For months, he and Mrs Sage struggled to understand what had happened. They hired a lawyer to help them track down who had made the YouTube video and how Mr. Lehrman's voice had been recreated. But the owner of the YouTube channel seemed to be based in Indonesia and they had no way of finding the person.

They then listened to the podcast on the way to the doctor's office. Through the podcast “Deadline Strike Talk”, they were able to identify the source of Mr. Lehrman's voice clone. A professor at the Massachusetts Institute of Technology built the chatbot using Lovo's speech synthesis technology.

Mrs. Sage also found a online video in which the company had presented its voice technology to investors during an event in Berkeley in early 2020. In the video, a Lovo executive showed a synthetic version of Ms.
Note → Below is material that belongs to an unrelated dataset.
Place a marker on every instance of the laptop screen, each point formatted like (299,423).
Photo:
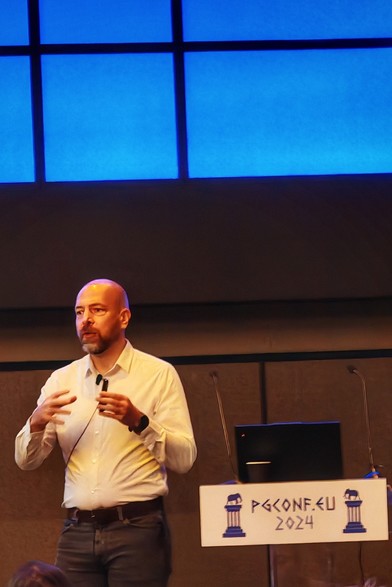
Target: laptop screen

Sage's voice and compared it to a recording of his real voice. They both starred alongside a photograph of a woman who was not her.

“I was in their performance video to raise money,” Ms. Sage said. Since then, the company has increased more than 7 million dollars and has more than two million customers around the world.

Mr. Lehrman and Ms. Sage also discovered that Lovo was promoting voice clones of her and Mr. Lehrman on his website. After sending the company a cease and desist letter, the company said it had removed its voice clones from the site. But Lehrman and Sage argued that the software powering these voice clones had already been downloaded by an untold number of the company's customers and could still be used.

Lehrman also questioned whether the company had used the couple's voices along with many others to build the core technology powering its voice cloning system. Speech synthesizers often learn their skills by analyzing thousands of hours of spoken words, in the same way that OpenAI's ChatGPT and other chatbots learn their skills by analyzing large amounts of text selected from the Internet.

Lovo acknowledged that he had trained his technology using thousands of hours of recordings of thousands of voices, according to correspondence in the lawsuit.

Case, the lawyer representing Lovo, said the company trained its artificial intelligence system using audio from a freely available database of English-language recordings called Openslr.org. He did not respond when asked if voice recordings from Lehrman and Sage had been used to train the technology.

“We hope to regain control over our voices, over who we are, over our careers,” Lehrman said. “We want to represent others who have had this happen to them and those who it will happen to if nothing changes.”